10. Go for tapas in Cordoba!
In addition to the legendary cathedral-mosque of Cordoba, if this city is known for something it is for its gastronomy where you eat great. Tapas are the order of the day in Cordoba and, in my opinion, one of the best ways to get to know the culture of a place is through its gastronomy.
With a Mediterranean base, Cordoba's cuisine is one of the most complete in Andalusia thanks to its wide variety of ingredients where meat and vegetables abound.
What are the typical dishes of Córdoba?
There are so many and they are all very tasty! There are so many local specialties that it will be difficult to choose. Some of them are salmorejo, berenjenas fritas con miel, flamenquines, caracoles, rabo de toro, pastel cordobés, japuta en adobo or jamón ibérico.
All this accompanied by a good glass of wine, of course. What are the most famous wines of Cordoba? There is also a lot of variety, for example Montilla-Morilles, Pedro Ximénez, Casa Villa-Zeballos or Fino Cordobés, although the drink par excellence throughout Andalusia and also Cordoba is the mythical rebujito. Be careful, it goes up quickly!
Where to eat in Córdoba?
In Cordoba you can find good restaurants where to eat in practically all the points of the city.
The ideal is to go to eat in a tavern in the center, for example in the Judería and the Tendillas square, considered the gastronomic epicenter of Cordoba.
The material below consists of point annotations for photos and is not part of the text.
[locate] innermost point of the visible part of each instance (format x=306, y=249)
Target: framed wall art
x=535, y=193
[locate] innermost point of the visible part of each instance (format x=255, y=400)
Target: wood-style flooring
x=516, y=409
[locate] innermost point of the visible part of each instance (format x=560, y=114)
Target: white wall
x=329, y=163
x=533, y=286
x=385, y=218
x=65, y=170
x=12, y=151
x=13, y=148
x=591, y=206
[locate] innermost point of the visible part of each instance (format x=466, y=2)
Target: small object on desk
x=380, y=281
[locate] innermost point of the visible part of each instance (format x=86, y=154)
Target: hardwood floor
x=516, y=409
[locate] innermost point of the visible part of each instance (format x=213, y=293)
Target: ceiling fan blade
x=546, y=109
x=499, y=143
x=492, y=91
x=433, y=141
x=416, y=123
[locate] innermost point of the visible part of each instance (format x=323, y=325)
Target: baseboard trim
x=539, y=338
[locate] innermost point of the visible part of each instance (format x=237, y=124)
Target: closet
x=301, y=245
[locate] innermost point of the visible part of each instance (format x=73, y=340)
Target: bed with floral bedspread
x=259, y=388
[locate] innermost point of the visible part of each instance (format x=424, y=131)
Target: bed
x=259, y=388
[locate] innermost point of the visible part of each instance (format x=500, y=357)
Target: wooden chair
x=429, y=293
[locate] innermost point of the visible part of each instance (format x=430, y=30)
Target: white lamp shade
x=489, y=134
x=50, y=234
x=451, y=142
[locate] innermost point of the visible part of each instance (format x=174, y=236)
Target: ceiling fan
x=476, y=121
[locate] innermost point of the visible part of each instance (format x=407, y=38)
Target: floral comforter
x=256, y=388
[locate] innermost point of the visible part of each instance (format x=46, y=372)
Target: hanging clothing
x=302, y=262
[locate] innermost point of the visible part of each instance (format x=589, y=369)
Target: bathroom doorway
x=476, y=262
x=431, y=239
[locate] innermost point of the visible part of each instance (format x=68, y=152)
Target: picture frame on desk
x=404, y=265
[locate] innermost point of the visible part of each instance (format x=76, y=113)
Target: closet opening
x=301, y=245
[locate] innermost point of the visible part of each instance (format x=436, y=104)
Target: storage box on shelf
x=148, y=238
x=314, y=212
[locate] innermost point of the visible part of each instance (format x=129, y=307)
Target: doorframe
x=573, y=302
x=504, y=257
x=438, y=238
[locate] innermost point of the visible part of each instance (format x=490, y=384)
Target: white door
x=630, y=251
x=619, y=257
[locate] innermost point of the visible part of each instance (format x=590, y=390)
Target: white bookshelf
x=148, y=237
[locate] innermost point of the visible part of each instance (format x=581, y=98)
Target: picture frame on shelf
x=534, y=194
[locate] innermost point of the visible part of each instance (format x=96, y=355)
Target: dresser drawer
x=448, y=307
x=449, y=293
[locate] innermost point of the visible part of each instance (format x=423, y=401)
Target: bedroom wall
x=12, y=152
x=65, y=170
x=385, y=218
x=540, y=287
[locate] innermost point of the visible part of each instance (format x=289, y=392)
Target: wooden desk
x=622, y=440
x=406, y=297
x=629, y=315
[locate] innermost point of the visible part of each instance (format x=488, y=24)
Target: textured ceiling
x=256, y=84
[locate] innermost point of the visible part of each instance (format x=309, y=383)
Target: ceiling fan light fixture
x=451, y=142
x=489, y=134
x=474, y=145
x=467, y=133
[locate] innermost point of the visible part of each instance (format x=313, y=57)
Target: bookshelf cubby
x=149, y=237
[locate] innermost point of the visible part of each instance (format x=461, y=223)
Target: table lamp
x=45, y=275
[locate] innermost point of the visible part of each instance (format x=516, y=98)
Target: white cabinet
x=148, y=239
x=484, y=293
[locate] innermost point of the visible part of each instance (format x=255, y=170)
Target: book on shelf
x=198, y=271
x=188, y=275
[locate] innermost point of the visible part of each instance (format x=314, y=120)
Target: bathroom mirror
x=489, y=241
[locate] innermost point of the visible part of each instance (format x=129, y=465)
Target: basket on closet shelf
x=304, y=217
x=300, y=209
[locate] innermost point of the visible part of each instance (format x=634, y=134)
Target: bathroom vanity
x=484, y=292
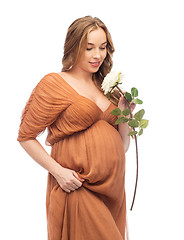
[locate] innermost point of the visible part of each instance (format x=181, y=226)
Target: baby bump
x=97, y=153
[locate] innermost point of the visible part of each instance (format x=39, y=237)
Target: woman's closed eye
x=89, y=49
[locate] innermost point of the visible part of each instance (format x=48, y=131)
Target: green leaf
x=137, y=101
x=133, y=123
x=125, y=120
x=139, y=115
x=120, y=119
x=140, y=132
x=134, y=92
x=143, y=123
x=132, y=133
x=126, y=112
x=128, y=96
x=116, y=112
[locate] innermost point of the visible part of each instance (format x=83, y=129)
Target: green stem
x=137, y=156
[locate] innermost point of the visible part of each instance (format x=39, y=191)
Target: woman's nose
x=96, y=54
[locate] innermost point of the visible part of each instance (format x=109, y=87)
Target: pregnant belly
x=96, y=153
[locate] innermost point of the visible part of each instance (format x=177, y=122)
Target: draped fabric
x=85, y=139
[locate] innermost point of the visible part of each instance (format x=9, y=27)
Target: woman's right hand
x=68, y=179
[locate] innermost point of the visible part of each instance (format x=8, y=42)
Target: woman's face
x=95, y=52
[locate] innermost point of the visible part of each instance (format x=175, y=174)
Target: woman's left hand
x=123, y=104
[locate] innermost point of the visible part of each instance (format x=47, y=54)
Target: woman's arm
x=66, y=178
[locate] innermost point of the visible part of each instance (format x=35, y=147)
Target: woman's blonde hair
x=76, y=42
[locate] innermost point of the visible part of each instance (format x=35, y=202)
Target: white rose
x=112, y=79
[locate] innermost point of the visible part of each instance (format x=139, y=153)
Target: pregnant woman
x=86, y=169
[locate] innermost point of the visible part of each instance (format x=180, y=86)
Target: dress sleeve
x=48, y=99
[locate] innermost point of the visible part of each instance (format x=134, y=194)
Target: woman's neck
x=80, y=74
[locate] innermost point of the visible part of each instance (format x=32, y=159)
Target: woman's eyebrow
x=94, y=44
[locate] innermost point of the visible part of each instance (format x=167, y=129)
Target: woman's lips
x=95, y=64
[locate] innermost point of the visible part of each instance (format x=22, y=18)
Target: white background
x=149, y=42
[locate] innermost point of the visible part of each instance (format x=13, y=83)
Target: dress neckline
x=86, y=98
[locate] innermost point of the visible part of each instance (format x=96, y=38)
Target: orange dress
x=84, y=139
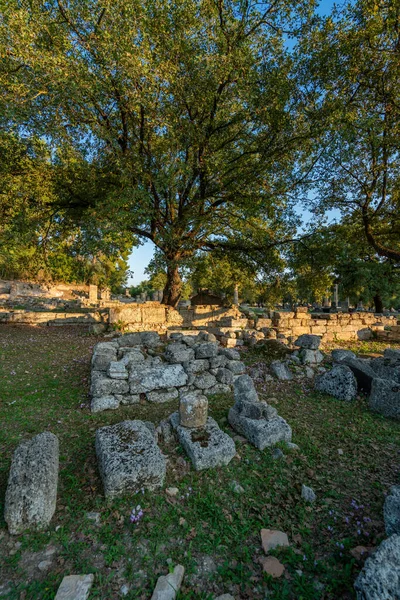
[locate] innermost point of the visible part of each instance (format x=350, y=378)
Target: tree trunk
x=173, y=287
x=378, y=303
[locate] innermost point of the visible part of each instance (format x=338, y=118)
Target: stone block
x=207, y=447
x=31, y=493
x=168, y=586
x=193, y=410
x=339, y=383
x=161, y=396
x=129, y=459
x=75, y=587
x=156, y=378
x=260, y=433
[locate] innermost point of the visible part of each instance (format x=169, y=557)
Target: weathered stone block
x=31, y=493
x=193, y=410
x=129, y=459
x=207, y=447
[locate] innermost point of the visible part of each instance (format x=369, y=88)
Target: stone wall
x=11, y=290
x=330, y=326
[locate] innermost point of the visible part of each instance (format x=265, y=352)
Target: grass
x=347, y=455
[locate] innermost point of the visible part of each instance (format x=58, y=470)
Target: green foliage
x=352, y=60
x=189, y=111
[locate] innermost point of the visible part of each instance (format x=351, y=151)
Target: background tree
x=191, y=107
x=353, y=60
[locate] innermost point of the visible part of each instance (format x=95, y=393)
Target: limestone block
x=129, y=459
x=75, y=587
x=207, y=447
x=156, y=378
x=161, y=396
x=193, y=410
x=31, y=493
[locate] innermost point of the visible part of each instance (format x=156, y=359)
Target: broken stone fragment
x=272, y=538
x=129, y=459
x=167, y=586
x=31, y=493
x=193, y=410
x=75, y=587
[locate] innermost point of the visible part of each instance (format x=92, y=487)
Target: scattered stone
x=340, y=383
x=272, y=538
x=100, y=403
x=391, y=511
x=236, y=487
x=206, y=350
x=272, y=566
x=75, y=587
x=206, y=447
x=156, y=378
x=129, y=458
x=280, y=370
x=339, y=355
x=277, y=454
x=310, y=357
x=31, y=493
x=308, y=341
x=261, y=433
x=93, y=516
x=362, y=372
x=193, y=411
x=205, y=381
x=385, y=398
x=308, y=494
x=380, y=577
x=160, y=396
x=179, y=353
x=168, y=586
x=117, y=370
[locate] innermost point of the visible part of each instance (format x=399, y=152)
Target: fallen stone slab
x=100, y=403
x=31, y=493
x=339, y=355
x=244, y=390
x=129, y=458
x=75, y=587
x=362, y=372
x=168, y=586
x=380, y=576
x=340, y=383
x=207, y=447
x=385, y=398
x=147, y=379
x=273, y=538
x=391, y=511
x=161, y=396
x=308, y=341
x=261, y=433
x=280, y=370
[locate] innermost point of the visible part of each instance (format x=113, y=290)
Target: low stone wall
x=11, y=290
x=26, y=317
x=330, y=326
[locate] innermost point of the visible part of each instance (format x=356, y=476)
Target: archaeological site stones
x=31, y=493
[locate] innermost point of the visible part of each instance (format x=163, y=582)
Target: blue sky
x=141, y=256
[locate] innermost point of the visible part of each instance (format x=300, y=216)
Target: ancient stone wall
x=12, y=290
x=330, y=326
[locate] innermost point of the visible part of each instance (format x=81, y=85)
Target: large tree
x=190, y=105
x=353, y=62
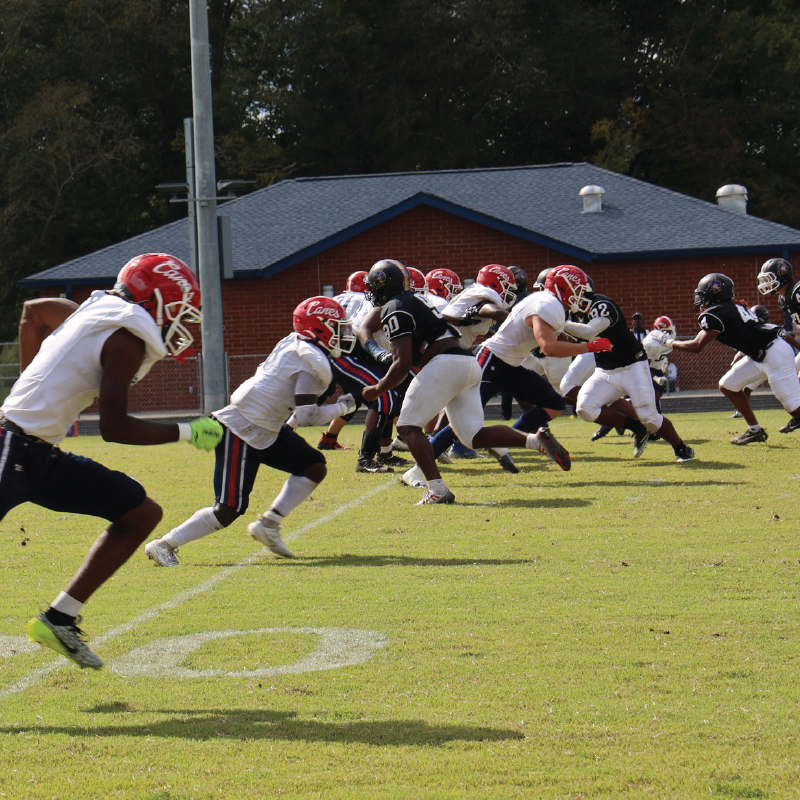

Another option that I recommend to try a bit of everything in the form of rations is to go to Mercado Victoria, a few meters from the wall of Cordoba. Here you will be able to take the best of the Spanish and Cordovan cuisine as well as rich Iberian, cheeses, salted meats or wines.
A similar site to the previous one is the Mercado Los Patios de la Marquesa where you can taste typical Cordovan food with flamenco shows, show cooking or photographic exhibitions in the middle of the Jewish quarter, a few meters from the Cathedral-Mosque of Cordoba.
To finish, how about a drink on one of the terraces on the banks of the Guadalquivir to toast your trip to Cordoba under the stars and enjoy the beautiful views of the river, the Roman bridge and a little further on, the historic center? Sounds great, doesn't it?